Münster/An Rhein und Ruhr.. Das freudige Ereignis der Nashorngeburt im Zoo Münster endete nach wenigen Stunden tragisch. Nashornkuh Emmi drückte das Kleine gegen die Wand - das Kalb starb.
Nashornkuh „Emmi“ stapfte gestern durch ihr Gehege – so, als wäre nichts gewesen. Dabei schwankt die Stimmung von Besuchern und Personal im Allwetterzoo Münster zwischen Ratlosigkeit und Trauer: Warum nur hat „Emmi“ ihrem frisch zur Welt gekommenen Kalb einen tödlichen Stoß versetzt? „Unerklärlich, dieser Aussetzer“, sagt Zoo-Kurator Dr. Dirk Wewers.

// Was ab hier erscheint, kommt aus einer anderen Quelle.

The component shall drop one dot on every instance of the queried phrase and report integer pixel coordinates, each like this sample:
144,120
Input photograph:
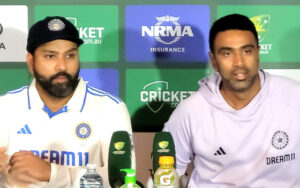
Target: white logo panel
13,33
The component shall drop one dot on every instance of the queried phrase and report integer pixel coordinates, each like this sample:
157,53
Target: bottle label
165,179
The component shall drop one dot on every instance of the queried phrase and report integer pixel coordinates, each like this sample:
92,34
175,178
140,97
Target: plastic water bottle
91,179
166,175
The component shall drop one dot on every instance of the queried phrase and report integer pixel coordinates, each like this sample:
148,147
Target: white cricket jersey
77,134
257,146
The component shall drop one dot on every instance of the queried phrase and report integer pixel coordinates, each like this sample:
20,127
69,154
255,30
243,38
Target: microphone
163,145
119,157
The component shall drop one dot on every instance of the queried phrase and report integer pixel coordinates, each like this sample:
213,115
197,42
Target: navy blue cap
49,29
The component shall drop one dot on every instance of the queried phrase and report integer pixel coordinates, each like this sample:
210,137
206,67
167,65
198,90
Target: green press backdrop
152,53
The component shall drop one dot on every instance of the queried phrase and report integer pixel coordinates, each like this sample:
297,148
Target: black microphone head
163,145
119,157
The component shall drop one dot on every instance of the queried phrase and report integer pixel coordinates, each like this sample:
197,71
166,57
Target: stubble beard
58,90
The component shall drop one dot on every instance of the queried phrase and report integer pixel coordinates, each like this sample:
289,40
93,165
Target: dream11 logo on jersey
90,35
157,93
262,23
167,31
2,46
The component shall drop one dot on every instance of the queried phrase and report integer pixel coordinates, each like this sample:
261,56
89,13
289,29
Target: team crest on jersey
280,140
83,130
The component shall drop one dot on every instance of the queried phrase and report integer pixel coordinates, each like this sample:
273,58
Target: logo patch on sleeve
83,130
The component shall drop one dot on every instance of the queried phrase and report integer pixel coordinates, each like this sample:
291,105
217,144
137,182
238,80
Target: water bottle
166,175
130,179
91,179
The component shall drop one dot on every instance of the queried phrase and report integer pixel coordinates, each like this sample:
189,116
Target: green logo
261,23
119,145
156,93
163,144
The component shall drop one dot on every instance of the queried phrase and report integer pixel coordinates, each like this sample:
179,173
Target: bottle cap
166,160
91,166
130,175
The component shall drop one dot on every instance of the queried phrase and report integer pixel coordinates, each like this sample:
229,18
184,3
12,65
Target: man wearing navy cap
53,128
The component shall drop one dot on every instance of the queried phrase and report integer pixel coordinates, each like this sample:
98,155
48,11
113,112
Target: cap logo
56,25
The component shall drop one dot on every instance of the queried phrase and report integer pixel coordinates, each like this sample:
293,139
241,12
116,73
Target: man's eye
226,53
49,56
70,55
248,51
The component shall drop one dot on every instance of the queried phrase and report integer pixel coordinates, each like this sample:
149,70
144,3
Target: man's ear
29,61
213,61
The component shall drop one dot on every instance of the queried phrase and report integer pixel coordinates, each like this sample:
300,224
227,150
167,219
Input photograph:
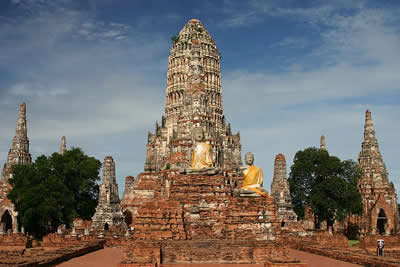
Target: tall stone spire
323,143
370,157
18,154
280,191
193,99
108,211
19,151
379,198
63,146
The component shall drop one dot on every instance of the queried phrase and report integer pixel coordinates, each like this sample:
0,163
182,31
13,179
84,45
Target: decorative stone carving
108,211
194,99
253,179
280,191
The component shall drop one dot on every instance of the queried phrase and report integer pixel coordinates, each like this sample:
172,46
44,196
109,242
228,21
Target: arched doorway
128,217
7,220
381,222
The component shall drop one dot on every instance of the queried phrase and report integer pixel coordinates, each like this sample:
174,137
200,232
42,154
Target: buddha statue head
198,134
249,158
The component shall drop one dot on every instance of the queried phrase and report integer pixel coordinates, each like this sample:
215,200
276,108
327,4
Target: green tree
326,184
54,190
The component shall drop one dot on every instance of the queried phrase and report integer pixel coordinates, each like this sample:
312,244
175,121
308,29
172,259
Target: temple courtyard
201,197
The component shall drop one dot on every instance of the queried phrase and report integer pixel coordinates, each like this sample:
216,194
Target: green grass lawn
353,242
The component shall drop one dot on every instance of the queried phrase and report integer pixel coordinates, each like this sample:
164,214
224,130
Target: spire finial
323,143
63,146
21,129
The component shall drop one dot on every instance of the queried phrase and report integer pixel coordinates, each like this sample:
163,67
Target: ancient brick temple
280,192
195,217
379,198
18,154
193,99
323,143
108,211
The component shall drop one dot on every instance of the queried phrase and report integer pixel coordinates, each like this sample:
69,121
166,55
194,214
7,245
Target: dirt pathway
109,257
106,257
313,260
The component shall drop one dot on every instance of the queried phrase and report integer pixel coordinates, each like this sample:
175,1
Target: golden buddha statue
253,179
200,157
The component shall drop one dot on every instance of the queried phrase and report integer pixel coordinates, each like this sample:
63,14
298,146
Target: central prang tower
193,99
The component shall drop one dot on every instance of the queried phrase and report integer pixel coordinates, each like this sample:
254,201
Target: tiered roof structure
18,154
193,99
281,193
108,211
379,198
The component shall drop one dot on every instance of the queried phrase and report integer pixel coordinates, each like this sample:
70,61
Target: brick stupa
194,218
108,211
380,214
18,154
281,193
193,99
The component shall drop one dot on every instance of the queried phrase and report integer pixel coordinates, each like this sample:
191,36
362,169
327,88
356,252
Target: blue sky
95,71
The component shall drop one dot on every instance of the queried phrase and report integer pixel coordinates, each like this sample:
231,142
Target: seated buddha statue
253,179
200,158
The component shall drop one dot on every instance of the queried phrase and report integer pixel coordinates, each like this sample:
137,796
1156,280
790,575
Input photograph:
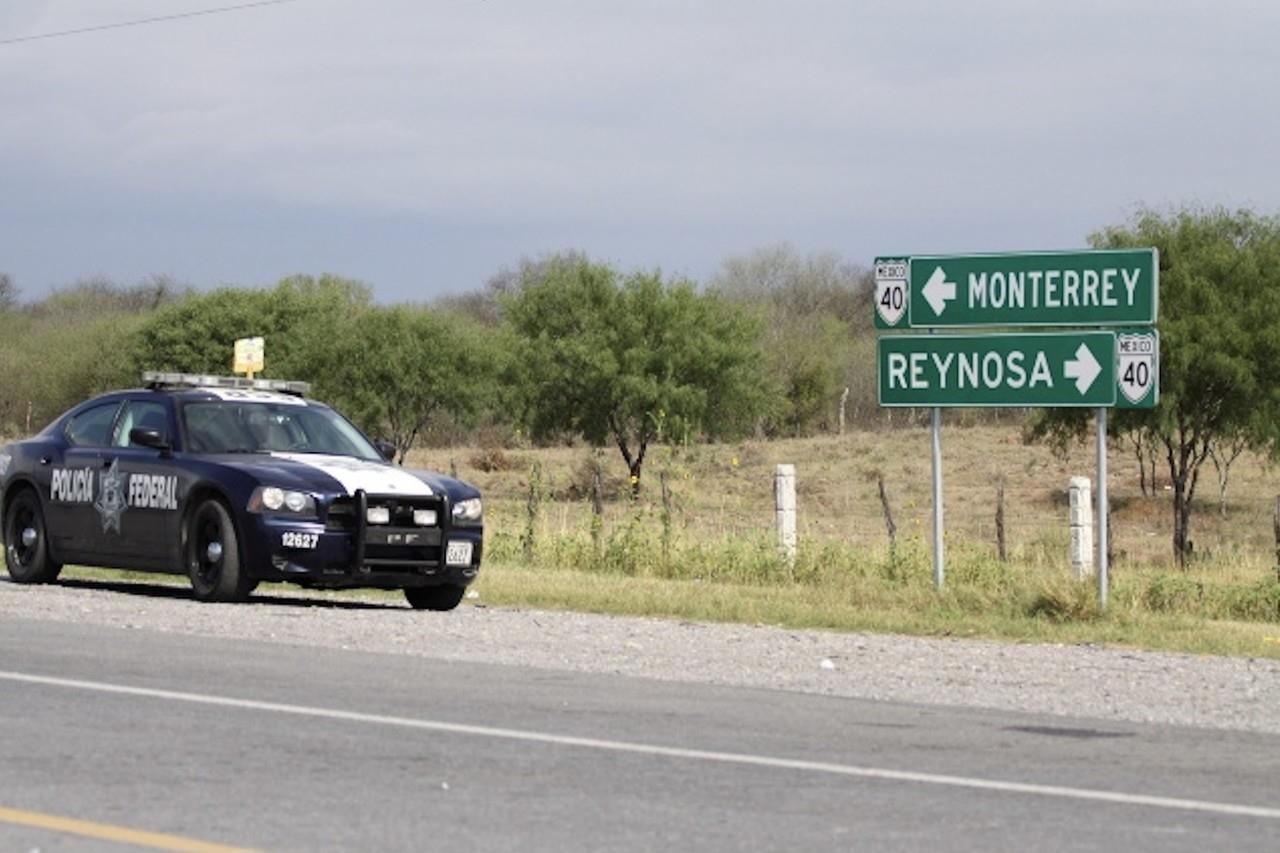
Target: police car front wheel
213,555
26,548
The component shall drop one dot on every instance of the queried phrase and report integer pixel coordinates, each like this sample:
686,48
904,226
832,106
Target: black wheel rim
23,518
208,530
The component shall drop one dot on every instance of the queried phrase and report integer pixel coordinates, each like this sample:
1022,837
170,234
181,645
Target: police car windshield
240,427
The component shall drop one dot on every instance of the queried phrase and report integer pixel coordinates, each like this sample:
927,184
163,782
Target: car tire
213,555
443,597
26,552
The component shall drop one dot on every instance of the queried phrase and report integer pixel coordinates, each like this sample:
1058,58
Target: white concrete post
1082,528
785,510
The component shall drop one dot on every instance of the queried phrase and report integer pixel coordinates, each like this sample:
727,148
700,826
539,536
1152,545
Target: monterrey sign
1106,287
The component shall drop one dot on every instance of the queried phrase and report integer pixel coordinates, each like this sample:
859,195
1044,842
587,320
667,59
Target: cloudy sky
424,145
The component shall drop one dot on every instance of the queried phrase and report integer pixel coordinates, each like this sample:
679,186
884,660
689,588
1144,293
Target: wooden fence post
785,510
1000,520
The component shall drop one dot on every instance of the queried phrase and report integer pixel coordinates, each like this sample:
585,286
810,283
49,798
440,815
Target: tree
631,360
816,308
8,293
296,316
1219,343
394,369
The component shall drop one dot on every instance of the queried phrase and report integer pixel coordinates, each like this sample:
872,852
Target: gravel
1072,680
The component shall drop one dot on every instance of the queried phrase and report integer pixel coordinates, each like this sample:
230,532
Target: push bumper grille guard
433,537
361,520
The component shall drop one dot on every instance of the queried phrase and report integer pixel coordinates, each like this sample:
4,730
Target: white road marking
654,749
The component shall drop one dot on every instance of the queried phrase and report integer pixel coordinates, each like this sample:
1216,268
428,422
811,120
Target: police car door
76,484
146,483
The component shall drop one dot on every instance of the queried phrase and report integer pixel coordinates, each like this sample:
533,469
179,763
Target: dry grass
726,491
722,568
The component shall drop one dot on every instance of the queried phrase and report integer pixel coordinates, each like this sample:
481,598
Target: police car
233,482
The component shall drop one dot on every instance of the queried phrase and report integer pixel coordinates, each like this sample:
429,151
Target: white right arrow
1083,368
938,291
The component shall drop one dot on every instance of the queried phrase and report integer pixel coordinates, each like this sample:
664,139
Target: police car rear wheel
213,555
26,552
444,597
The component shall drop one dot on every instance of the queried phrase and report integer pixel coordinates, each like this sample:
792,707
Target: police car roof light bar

Das Breitmaulnashorn-Kalb war am Wochenende zur Welt gekommen. Es wurde nur eine Stunde alt, dann drückte „Emmy“ das 65 Kilo schwere Kalb gegen eine Wand. Vermutlich starb das Jungtier an seinen inneren Verletzungen. Eine Obduktion soll das nun klären. Zoodirektor Jörg Adler hat entschieden, dass „Emmi“ für weitere Zuchtversuche nicht mehr infrage kommt.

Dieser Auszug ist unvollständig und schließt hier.